Em sua estreia na tevê, a atriz vive Juliana, temperamental filha de Hércules Galvão, interpretado por Bruno Garcia. No início da trama, seu maior conflito com o pai era o fato de culpá-lo por ter sido abandonada pela mãe, Sueli, de Bianca Byington. Problemas familiares à parte, a moça também passa por dilemas amorosos. Namorou Paulinho, de Kayky Brito, no início da trama. Embora ainda “arraste as asas” para o ex, agora a surfista está com Jerry, personagem de Omar Docena.

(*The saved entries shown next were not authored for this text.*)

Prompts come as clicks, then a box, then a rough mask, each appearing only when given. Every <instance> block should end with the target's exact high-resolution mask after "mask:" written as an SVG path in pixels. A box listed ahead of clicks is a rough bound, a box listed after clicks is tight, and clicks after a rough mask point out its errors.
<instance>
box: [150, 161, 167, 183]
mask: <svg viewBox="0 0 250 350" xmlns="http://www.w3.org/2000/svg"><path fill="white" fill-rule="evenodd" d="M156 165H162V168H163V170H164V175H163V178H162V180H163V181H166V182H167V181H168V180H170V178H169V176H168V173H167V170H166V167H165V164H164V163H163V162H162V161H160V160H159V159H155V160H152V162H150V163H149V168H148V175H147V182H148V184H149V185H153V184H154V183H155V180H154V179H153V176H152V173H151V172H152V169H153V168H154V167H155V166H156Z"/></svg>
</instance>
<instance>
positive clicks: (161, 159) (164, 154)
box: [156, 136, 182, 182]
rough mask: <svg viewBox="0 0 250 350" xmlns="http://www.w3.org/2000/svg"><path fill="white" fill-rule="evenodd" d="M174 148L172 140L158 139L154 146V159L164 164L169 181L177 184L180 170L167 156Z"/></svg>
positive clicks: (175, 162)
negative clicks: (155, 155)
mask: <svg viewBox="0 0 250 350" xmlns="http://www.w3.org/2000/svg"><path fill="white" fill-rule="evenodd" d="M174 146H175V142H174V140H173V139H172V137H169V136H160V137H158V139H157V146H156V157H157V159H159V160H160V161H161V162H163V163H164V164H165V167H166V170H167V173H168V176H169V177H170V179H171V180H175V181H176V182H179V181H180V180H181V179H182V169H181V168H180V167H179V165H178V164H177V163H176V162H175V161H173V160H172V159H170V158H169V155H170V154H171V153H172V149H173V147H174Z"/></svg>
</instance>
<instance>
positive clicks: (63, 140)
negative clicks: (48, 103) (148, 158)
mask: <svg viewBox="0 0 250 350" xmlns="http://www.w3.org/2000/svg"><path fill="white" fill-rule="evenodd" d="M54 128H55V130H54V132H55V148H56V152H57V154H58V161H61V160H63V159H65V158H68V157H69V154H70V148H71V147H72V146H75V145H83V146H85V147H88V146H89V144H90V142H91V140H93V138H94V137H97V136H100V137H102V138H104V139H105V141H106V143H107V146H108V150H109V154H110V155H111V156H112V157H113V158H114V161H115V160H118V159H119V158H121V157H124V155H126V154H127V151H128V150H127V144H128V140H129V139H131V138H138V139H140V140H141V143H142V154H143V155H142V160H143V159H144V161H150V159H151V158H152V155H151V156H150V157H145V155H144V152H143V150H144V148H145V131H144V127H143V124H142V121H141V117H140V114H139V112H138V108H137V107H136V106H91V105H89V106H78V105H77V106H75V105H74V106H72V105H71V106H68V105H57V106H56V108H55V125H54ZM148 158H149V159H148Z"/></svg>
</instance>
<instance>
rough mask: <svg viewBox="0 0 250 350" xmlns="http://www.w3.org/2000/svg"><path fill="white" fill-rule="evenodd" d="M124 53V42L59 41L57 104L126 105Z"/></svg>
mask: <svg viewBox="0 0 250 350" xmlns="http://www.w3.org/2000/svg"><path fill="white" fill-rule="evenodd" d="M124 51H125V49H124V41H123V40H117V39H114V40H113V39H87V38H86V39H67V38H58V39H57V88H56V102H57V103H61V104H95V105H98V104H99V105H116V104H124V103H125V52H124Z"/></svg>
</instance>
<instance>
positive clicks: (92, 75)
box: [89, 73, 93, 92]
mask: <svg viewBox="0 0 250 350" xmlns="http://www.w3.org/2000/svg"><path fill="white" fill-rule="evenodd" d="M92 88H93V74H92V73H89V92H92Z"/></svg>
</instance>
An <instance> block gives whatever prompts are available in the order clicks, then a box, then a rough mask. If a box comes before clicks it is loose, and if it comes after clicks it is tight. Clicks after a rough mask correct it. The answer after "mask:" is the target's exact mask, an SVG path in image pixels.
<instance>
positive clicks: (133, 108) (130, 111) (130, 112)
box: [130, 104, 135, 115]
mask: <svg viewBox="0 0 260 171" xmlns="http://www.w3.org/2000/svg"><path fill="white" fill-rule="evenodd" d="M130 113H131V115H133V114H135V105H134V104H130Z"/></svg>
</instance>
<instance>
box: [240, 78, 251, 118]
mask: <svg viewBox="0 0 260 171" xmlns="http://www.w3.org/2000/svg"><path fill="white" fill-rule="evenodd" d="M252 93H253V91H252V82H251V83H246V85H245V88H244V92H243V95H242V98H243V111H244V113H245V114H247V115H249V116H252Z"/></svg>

Juliana, que adora praia e está perfeitamente ambientada à vida no Rio de Janeiro, fez suas primeiras aulas de surfe antes do início da trama. Afinal, não é em toda cena que se apela para os dublês. Além de tratar a pele e o cabelo como nunca por causa do sol, cuidar da alimentação e praticar ioga, é a dança que a atriz salienta como sua outra paixão. Embora tenha diminuído o ritmo por conta das gravações, ela pratica dança contemporânea desde pequena. Tanto que já planeja fazer uma peça com tal linguagem.

Contratada pela Globo até o fim da trama, a atriz de 23 anos confessa que ainda não se adaptou totalmente às diferenças entre teatro e tevê. A falta de intimidade com os estúdios é  compreensível. Antes da novela, Juliana participou de montagens teatrais como Puts e Dança dos Signos, além do curta-metragem Formigamento, de Fábio Telles. Desde a construção da personagem, passando pela movimentação, voz e posicionamento de câmara, tudo para ela é como um “admirável mundo novo”.

– Sou bem crítica, assisto a tudo o que faço. Às vezes dou umas vaciladas, mas depois conserto. Estou pegando as manhas.